Deep neural networks trained end-to-end can outperform classical pipeline-based systems, but they pose some challenges

by Erik Mueller, Sr Distinguished Machine Learning Engineer, and Alison Chi, Data Engineer

Until recently, the most common way of solving complex AI tasks such as natural language dialogue has been to build component-based systems, or systems consisting of a set of components, where each component is designed to perform a part of the task. To reduce complexity of interactions among components, the components are typically organized as a pipeline, where each component feeds its output to the input of the next component. The IBM Watson system for question answering was such a component-based system organized as a pipeline. Some components in Watson were rule-based, others were machine learning models, and others were hybrids of rule-based systems and machine learning models.

The main advantage of machine learning over traditional software engineering is that it allows one to build a component that performs a task by training a model from data, which removes the need for a human to specify exactly how to perform the task. The following question arises: Why not take this idea to the limit and use machine learning to perform entire complex AI tasks, rather than just parts of those tasks? End-to-end models seek to do exactly this, as shown in Figure 1.

Diagram with two flowchart showing the difference in input/output flow between a pipeline of components and an end-to-end model.

Figure 1 End-to-End Models

It was originally believed that natural language processing tasks were too hard to be performed by end-to-end models. For example, in 2008, Punyakanok, Roth, and Yih argued for the importance of a separate syntactic parsing step in the larger task of semantic role labeling. But then a series of end-to-end models based on deep neural networks performed better than expected. In 2011, Collobert and associates showed that the performance of an end-to-end model could approach that of component-based systems on several natural language processing tasks: part-of-speech tagging, chunking, named entity recognition, and semantic role labeling. In 2015, Zhou and Xu introduced an end-to-end model for semantic role labeling that outperformed all previous systems, without using syntactic parsing. In 2016, Google’s end-to-end Neural Machine Translation system achieved results that approached or surpassed all previous systems on the machine translation task. And, in 2017, Lee, He, Lewis, and Zettlemoyer introduced an end-to-end model for coreference resolution that outperformed all previous systems.

As shown in Table 1 below, the number of papers on end-to-end models is increasing.

Line chart showing number of academic papers on end-to-end models. Line is steady for 2009-2016 and spikes after 2017.

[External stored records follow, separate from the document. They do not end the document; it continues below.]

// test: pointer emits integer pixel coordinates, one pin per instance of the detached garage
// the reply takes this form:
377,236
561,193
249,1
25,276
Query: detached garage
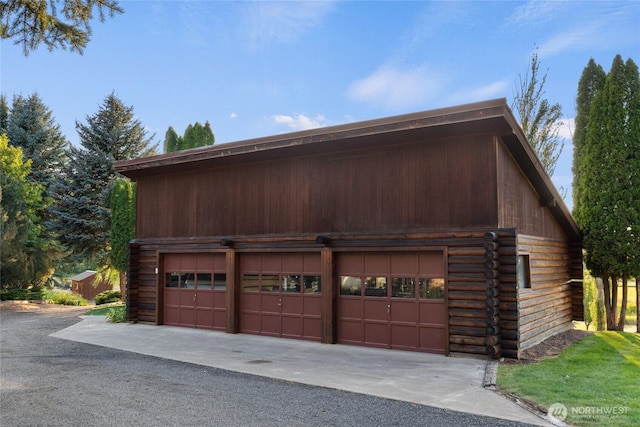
436,231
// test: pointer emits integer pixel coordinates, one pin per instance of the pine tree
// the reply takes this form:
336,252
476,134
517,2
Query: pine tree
82,212
23,252
172,142
609,205
123,226
30,22
195,135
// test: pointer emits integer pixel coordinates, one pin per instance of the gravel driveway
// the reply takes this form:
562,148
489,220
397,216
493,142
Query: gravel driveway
50,381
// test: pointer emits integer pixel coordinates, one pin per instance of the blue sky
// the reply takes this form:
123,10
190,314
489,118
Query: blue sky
261,68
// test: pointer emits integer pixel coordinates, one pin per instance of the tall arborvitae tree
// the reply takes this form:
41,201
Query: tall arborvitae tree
172,141
609,206
540,120
55,23
82,212
591,82
123,226
4,114
24,261
195,135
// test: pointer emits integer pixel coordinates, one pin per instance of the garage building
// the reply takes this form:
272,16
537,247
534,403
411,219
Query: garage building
437,231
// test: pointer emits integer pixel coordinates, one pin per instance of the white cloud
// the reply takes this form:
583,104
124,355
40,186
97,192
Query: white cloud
535,12
567,128
300,121
283,21
492,90
396,88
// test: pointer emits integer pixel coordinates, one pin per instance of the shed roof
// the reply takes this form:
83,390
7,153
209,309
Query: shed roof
84,275
493,116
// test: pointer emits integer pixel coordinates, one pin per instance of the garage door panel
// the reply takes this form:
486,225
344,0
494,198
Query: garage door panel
312,305
311,327
292,305
433,339
393,315
432,313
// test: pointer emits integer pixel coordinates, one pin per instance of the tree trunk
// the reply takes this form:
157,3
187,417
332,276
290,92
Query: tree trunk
623,306
600,315
638,303
610,300
123,285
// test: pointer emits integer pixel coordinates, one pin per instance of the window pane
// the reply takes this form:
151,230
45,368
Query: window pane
251,283
171,280
375,286
290,283
350,285
523,272
431,288
188,281
312,285
403,287
203,281
219,281
270,283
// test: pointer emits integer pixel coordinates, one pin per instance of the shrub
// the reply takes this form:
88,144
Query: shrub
117,314
107,297
21,294
64,298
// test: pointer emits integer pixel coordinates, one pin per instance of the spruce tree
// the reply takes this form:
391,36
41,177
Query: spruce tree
82,212
539,118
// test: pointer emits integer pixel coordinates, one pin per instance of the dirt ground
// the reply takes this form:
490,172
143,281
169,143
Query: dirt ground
550,347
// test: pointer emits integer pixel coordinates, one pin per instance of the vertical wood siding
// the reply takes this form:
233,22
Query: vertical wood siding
411,186
546,308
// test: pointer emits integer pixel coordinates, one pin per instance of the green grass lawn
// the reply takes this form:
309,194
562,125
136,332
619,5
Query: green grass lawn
597,380
104,309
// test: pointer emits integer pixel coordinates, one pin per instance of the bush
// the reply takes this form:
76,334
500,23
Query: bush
21,294
107,297
117,314
64,298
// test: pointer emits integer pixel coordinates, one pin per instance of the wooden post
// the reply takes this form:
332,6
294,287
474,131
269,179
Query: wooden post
329,306
234,287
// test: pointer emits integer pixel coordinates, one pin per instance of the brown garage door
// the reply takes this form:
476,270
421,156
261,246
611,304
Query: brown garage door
194,290
281,295
392,300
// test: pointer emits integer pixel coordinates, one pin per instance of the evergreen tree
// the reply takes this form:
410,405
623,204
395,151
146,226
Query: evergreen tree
172,142
123,226
64,25
609,208
23,252
82,212
591,82
31,126
540,120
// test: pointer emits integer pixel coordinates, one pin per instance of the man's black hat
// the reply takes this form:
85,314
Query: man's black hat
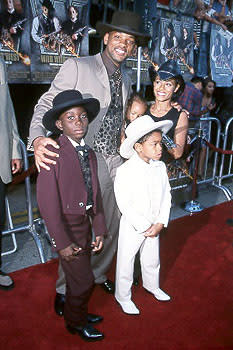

Table 1 Papers on End-to-End Models Source: Google Scholar (https://scholar.google.com/) with search string “end-to-end model” (accessed on 3/15/2021)

Benefits and challenges of end-to-end models

End-to-end models have a number of advantages relative to component-based systems, but they also have some disadvantages.

Advantages of end-to-end models

  • Better metrics: Currently, the systems with the best performance according to metrics such as precision and recall tend to be end-to-end models.
  • Simplicity: End-to-end models avoid the sometimes thorny problem of determining which components are needed to perform a task and how those components interact. In component-based systems, if the output format of one component is changed, the input format of other components may need to be revised.
  • Reduced effort: End-to-end models arguably require less work to create than component-based systems. Component-based systems require a larger number of design choices.
  • Applicability to new tasks: End-to-end models can potentially work for a new task simply by retraining using new data. Component-based systems may require significant re-engineering for new tasks.
  • Ability to leverage naturally-occurring data: End-to-end models can be trained on existing data, such as translations of works from one language to another, or logs of customer service agent chats and actions. Component-based systems may require creation of new labeled data to train each component.
  • Optimization: End-to-end models are optimized for the entire task. Optimization of a component-based system is difficult. Errors accumulate across components, with a mistake in one component affecting downstream components. Information from downstream components can’t inform upstream components.
  • Lower degree of dependency on subject matter experts: End-to-end models can be trained on naturally-occurring data, which reduces the need for specialized linguistic and domain knowledge. But expertise in deep neural networks is often required.
  • Ability to fully leverage machine learning: End-to-end models take the idea of machine learning to the limit.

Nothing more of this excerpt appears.